A similar ambiguity is examined in the next chapter, on "Grief." Justice posits that, when relating such events as the execution of William Sawtry for heresy or death of Archbishop Arundel, "Usk's chronicle makes expressions of grief look like a screen, but also makes grief the secret that hides behind that screen. Mechanical expressions of grief make them seem colder and less ingenuous; their apparent concealment of grief makes that grief concealed seem the 'real'" (95). This leads to what Justice calls Usk's "theory of history," in which the chronicler tries "to register grief and fear without feeling them, to register them the way formal expressions register them," for if he were to feel them, he would already be the victim of the trap and would be shamed as he was caught hoping. But this is an impossibility, because grief and fear unfelt are also unregistered, and "the proof of detachment carries the virus of attachment" (109).
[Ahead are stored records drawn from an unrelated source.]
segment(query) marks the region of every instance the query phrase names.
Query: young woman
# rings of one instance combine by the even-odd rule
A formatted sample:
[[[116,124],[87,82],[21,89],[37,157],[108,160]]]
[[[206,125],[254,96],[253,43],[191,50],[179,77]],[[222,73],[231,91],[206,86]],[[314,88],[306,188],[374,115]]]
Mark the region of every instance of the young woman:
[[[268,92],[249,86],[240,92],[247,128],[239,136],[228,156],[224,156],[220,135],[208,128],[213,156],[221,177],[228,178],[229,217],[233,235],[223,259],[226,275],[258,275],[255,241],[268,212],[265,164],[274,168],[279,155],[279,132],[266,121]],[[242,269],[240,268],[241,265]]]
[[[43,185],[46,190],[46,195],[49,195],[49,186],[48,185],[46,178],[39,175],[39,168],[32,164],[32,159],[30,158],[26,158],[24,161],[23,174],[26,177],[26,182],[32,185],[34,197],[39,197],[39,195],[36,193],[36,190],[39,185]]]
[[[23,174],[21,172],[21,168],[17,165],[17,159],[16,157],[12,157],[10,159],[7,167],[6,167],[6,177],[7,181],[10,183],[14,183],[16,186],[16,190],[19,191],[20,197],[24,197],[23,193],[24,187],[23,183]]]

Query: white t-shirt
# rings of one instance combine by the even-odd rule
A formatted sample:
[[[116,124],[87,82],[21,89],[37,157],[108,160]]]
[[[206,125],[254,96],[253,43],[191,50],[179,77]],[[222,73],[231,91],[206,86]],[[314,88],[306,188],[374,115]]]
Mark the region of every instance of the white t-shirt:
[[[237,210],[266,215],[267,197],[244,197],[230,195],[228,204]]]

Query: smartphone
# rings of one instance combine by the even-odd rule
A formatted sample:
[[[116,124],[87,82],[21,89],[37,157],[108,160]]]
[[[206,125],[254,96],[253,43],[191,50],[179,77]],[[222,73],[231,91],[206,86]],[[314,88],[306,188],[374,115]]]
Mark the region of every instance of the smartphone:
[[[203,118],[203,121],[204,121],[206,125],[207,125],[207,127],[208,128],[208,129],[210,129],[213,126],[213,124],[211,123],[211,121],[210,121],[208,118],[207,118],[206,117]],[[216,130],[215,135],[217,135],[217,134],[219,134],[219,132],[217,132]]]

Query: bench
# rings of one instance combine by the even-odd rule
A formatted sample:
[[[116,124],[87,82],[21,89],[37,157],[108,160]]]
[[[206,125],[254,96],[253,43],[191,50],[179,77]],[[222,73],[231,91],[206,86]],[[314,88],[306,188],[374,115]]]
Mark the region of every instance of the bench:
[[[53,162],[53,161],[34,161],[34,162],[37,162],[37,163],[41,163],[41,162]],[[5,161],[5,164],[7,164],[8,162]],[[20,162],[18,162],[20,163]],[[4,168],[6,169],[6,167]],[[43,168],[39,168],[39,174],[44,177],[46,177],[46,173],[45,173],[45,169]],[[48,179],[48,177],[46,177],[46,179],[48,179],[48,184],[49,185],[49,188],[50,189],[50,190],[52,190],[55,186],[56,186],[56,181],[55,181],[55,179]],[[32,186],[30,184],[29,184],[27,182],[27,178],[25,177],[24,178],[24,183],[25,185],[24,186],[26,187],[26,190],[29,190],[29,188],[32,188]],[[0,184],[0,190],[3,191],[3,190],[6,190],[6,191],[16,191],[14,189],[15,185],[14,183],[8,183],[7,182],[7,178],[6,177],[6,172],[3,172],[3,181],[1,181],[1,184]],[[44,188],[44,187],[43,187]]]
But this is only a program; it is not a secret.
That is revealed in the final chapter entitled, fittingly enough, "Adam Usk's Secret". Through a close analysis of the chronicle's original Latin, Justice shows that Usk's use of the dictamen functions as a commentary on the text. The dictamen was "the vocational training in the rhetoric of the letter that was second nature to lawyers, diplomats, and bureaucrats" (112) and featured a "repertory of rhythmical periods for concluding clauses, systematized and taught as the cursus" (113). Usk uses the cursus rather haphazardly, which has led Noel Denholm-Young and others to question Usk's literary competence. But Justice sees method in the madness: he claims that Usk's apparent failures are "choices, not lapses," and the presence (or jarring absence) of a rhythmic cadence works as a dramatic enhancement to the prose. Moreover, it "can do more than evoke the feeling of a mind surprised at what it hears itself saying: it can seem to provide evidence of a mind so surprised, can seem to witness a belated anxiety that forestalls the utterance intended and aborts the final cadence it was headed for" (126). Thus Adam Usk's secret: a "trick of style by which he could make his chronicle act like an unwilling informant, imperfectly concealing knowledge too dangerous to declare" (132).
This is an interesting theory, and one cannot help but admire Justice's linguistic acumen in uncovering it. The main complaint of this reviewer is that author's device of keeping his reader in suspense, waiting for its revelation in the final chapter, seems silly. Or, indeed, that it is a "secret" at all: it seems just as interesting as the other stylistic effects that Justice delineates, like unrealized prophecy or bizarre juxtaposition, but like those things more of an expressive tool than a secret as such. But if Usk's style is obtuse, Justice's is pellucid, and his exploration of his subject is certainly wide-ranging, eye-opening, and even fun. This book might not add much to our historical understanding of the reigns of Richard II or Henry IV, but it opens up new vistas onto the essential literariness of medieval chronicles. One hopes that it will inspire many more such studies.
 Andrew Galloway: Private Selves and the Intellectual Marketplace in Late Fourteenth-Century England. The Case of the Two Usks, in: New Literary History 28: 2, (1997), 291-318. Also appearing in 1997 was Chris Given-Wilson's edition and translation of Usk's Chronicle (in the Oxford Medieval Texts series), which contains a lengthy introduction.